Biraz daha fotoğrafa baktıktan sonra ileride benim de böyle özlemle
gençliğime bakacağımı hatırlayarak hüzünle fotoğrafı kaydedip çıktım.
"Hadi senin de fotoğrafını çekelim."
"Ben... Pek fotojenik değilimdir."
"Hadi ama Novak! Yaşıtların gibi manasız hareketler yapmayı bırak da gülümse."
"İyi... Peki."
Gülümsedim. O da deklanşöre bastı. "Hadi birlikte bakalım!"
Şimdiki halime baktım. Fotoğraflarda kendimi bir türlü kendime
benzetemem.
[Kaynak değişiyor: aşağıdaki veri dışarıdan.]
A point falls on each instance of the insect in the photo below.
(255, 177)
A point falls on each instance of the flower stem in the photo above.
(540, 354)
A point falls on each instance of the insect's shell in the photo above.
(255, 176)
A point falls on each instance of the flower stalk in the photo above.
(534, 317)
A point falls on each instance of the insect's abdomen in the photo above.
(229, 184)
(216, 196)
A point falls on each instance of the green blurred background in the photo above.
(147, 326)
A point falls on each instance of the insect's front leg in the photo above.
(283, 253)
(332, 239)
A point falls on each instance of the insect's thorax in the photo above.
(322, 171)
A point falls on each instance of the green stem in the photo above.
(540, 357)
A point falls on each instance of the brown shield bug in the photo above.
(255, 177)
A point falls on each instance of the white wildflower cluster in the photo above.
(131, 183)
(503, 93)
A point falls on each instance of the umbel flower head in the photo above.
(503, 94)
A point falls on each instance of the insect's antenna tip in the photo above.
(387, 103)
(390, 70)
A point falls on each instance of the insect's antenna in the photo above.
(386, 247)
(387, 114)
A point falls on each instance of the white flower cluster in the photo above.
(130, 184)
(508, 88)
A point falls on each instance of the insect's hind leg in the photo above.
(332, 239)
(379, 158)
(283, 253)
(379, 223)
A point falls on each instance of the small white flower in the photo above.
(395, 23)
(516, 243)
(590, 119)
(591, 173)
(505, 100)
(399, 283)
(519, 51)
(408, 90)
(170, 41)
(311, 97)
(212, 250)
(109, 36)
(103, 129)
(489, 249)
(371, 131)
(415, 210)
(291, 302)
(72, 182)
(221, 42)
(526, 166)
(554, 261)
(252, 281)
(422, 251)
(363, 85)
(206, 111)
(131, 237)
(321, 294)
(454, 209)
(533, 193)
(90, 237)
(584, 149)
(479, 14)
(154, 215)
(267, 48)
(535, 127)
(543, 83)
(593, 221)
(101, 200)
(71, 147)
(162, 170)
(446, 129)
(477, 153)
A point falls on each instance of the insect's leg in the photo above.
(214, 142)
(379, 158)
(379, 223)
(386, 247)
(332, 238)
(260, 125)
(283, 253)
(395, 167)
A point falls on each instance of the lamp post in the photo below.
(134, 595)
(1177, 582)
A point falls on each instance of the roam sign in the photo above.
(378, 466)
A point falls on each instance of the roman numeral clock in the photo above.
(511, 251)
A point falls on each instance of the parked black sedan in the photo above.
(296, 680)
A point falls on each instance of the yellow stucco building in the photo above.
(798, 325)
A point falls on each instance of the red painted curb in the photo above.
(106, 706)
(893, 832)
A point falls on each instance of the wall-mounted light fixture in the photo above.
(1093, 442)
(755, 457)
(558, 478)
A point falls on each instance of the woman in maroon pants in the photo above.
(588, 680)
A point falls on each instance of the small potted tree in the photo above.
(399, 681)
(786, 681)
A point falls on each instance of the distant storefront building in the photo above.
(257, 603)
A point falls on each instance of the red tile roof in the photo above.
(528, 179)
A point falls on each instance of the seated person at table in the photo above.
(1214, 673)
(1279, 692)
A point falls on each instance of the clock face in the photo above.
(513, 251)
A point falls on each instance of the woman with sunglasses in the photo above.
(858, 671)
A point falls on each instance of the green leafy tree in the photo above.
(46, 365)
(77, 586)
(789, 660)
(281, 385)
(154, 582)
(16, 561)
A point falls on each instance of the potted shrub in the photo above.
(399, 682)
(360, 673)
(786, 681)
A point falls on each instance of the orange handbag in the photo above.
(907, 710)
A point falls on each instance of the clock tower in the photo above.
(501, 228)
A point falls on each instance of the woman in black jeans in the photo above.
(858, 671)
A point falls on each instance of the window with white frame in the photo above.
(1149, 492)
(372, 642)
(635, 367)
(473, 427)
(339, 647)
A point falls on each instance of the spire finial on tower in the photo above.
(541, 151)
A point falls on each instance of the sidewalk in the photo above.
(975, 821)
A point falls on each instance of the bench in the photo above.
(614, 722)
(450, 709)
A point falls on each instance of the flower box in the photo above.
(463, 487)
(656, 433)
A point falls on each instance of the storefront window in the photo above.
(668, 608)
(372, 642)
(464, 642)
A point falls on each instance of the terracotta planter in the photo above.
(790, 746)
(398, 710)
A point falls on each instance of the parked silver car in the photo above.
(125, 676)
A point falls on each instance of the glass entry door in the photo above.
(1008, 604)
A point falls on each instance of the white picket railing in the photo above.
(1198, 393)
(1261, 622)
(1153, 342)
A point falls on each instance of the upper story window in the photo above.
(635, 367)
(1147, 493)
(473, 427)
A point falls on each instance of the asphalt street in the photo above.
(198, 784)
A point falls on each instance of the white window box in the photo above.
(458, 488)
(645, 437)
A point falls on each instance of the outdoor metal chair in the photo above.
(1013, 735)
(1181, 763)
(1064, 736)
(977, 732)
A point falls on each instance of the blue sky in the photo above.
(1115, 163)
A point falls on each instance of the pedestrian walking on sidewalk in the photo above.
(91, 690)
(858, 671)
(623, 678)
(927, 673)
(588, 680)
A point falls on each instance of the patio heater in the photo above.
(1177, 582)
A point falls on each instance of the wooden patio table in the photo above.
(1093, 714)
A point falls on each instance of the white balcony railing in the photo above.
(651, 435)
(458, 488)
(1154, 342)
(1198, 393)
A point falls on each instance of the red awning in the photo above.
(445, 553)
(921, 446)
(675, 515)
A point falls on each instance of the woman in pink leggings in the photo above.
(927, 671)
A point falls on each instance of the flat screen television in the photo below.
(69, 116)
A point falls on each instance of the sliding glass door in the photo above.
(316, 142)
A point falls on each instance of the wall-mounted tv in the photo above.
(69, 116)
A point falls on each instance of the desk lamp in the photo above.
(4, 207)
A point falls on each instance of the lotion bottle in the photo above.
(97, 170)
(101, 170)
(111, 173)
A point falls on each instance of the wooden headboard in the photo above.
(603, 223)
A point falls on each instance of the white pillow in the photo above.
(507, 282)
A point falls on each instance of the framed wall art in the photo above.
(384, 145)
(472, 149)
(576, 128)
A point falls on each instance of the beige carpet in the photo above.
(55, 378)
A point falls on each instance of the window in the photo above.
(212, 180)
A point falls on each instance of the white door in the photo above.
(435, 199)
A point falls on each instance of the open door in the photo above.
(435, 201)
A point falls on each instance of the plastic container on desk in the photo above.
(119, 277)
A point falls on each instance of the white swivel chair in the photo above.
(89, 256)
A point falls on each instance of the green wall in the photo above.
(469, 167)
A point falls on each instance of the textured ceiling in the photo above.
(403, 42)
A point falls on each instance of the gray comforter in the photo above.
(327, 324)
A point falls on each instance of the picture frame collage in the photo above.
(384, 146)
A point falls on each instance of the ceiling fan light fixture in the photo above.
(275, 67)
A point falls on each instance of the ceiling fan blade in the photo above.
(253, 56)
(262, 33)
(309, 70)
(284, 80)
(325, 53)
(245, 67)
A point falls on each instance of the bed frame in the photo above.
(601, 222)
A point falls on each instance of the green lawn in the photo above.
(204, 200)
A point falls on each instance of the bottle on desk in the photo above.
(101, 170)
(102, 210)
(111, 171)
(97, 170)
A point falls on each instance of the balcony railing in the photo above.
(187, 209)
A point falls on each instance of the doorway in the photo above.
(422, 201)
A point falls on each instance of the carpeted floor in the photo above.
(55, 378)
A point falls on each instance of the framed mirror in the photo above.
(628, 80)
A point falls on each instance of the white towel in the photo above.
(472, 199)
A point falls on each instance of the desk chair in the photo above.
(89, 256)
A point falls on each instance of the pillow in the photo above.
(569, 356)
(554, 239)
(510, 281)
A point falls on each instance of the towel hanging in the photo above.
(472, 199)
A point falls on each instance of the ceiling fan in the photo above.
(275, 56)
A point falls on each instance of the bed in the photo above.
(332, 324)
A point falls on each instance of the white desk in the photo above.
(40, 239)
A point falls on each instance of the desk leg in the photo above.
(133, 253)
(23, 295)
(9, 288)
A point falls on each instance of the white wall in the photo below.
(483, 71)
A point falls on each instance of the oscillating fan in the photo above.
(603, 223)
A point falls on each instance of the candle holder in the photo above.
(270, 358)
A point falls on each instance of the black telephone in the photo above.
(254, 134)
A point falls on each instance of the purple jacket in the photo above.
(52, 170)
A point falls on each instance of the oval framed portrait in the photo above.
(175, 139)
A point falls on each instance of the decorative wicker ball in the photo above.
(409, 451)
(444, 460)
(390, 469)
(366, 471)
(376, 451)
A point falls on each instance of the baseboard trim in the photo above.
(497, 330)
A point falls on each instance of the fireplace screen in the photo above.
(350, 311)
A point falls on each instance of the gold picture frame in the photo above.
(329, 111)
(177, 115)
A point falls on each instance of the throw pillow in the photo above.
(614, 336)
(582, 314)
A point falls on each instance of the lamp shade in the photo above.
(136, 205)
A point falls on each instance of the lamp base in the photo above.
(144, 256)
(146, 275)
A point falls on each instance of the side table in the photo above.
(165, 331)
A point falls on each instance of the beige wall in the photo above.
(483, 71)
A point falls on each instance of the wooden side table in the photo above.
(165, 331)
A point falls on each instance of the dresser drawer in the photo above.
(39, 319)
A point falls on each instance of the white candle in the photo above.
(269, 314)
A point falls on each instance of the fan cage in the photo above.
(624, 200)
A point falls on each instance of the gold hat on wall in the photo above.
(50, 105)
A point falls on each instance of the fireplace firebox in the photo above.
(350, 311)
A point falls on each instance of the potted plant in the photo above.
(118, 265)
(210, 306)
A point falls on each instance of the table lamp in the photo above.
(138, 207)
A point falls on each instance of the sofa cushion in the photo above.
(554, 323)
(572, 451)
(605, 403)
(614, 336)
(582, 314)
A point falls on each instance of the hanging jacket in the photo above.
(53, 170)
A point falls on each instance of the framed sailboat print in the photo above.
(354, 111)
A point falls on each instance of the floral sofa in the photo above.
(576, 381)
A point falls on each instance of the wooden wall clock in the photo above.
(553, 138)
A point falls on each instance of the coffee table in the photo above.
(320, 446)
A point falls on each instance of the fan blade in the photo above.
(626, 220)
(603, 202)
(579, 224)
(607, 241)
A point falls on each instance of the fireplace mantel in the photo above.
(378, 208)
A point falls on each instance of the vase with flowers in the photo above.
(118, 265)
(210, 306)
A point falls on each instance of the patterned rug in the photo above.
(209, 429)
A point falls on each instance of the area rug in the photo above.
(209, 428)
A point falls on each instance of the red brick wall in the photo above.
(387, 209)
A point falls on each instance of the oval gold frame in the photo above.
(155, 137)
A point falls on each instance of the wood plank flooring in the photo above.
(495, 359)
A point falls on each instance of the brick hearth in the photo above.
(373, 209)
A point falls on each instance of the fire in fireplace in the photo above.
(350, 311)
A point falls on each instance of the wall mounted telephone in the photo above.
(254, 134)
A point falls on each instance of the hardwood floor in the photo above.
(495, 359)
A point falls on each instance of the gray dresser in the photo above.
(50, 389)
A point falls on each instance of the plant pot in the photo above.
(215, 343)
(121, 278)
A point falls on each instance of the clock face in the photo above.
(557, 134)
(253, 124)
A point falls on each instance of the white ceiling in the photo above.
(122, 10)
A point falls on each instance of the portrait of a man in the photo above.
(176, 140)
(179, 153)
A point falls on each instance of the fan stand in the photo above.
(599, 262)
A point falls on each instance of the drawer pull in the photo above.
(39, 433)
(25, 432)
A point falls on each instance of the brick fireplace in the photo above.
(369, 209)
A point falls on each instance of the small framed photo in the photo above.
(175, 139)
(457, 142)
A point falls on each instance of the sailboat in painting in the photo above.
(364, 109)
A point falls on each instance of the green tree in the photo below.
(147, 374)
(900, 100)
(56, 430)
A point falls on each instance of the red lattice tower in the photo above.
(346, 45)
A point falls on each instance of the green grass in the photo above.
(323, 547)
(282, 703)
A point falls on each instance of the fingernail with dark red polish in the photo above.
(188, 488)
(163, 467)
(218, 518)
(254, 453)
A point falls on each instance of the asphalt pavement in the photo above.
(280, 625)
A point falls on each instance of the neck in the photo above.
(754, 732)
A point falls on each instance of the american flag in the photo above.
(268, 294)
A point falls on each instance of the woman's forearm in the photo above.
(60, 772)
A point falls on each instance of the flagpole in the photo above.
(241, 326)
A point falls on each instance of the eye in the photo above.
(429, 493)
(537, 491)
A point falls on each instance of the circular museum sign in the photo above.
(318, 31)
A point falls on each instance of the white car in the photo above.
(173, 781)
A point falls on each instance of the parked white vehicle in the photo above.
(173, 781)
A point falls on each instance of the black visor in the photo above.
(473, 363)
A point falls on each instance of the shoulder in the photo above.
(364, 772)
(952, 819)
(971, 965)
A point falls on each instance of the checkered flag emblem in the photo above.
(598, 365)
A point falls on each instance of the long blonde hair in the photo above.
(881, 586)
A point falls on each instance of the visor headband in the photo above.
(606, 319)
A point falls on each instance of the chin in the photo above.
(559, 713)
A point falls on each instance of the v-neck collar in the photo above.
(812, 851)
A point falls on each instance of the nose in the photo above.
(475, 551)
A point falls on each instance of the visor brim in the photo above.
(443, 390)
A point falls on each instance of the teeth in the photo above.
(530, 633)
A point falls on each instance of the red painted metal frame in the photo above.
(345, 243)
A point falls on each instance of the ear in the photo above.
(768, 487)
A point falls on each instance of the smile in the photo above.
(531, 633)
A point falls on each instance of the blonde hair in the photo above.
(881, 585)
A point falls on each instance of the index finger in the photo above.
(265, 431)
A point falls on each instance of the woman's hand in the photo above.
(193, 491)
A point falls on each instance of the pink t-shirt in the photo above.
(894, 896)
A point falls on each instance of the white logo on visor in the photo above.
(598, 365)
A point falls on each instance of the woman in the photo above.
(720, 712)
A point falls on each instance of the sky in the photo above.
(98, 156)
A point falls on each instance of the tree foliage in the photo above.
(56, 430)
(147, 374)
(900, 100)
Kayıtlarda sesler de farklı çıkar ama en azından bunun
mantıklı bir sebebi var. Yani varmış. Ben de öğreneli çok olmadı.
Kulaklarımızın yapısı sesleri içine toplayan bir çanak gibiymiş.
Yanınızda biri kulağınıza konuştuğunda net bir şekilde o sesi
algılayabilirmişsiniz ama kendi ağzınız ile kulağınız arasındaki
mesafenin şekli buna elverişli değilmiş. Dünya üzerinde gerçeğini
duyamayacağınız tek ses yine kendinizinkiymiş. İlk duyduğumda oldukça
etkileyici gelmişti ve biraz sinirlenmiştim ama şimdi düşündükçe bu
kuralın daha da katılaştırılması gerektiğini savunuyorum. Keşke iç
sesimiz de bu kategoriye dâhil olsaydı ve bir daha duymak zorunda
kalmasaydık! Çünkü bazen bu cidden katlanılmaz oluyor. Yalnız
hissettiğimde mesela gelip beni gerekli olduğuna ikna etmeyi
beceriyor. Sonra da en ona ihtiyacım olduğunu söylediğim anda beni
çaresizlikle suçluyor. Önce beni kendisine muhtaç ediyor, ardından da
bağlılıklarımda aşırılıkla suçluyor.
"Hadi küçüklük halime bakalım o zaman. Ben de sana gençlik yıllarımı
göstermek istiyorum, ihtiyar."
"Heyecanla bekliyorum."
Beş yıl geri gittim.
"Şu yüzündeki sivilcelere bak! Sanki yüzünde ucuz bütçeli Alien filmi
çekilmiş de canavar yüzünden çıkıyormuş gibi!"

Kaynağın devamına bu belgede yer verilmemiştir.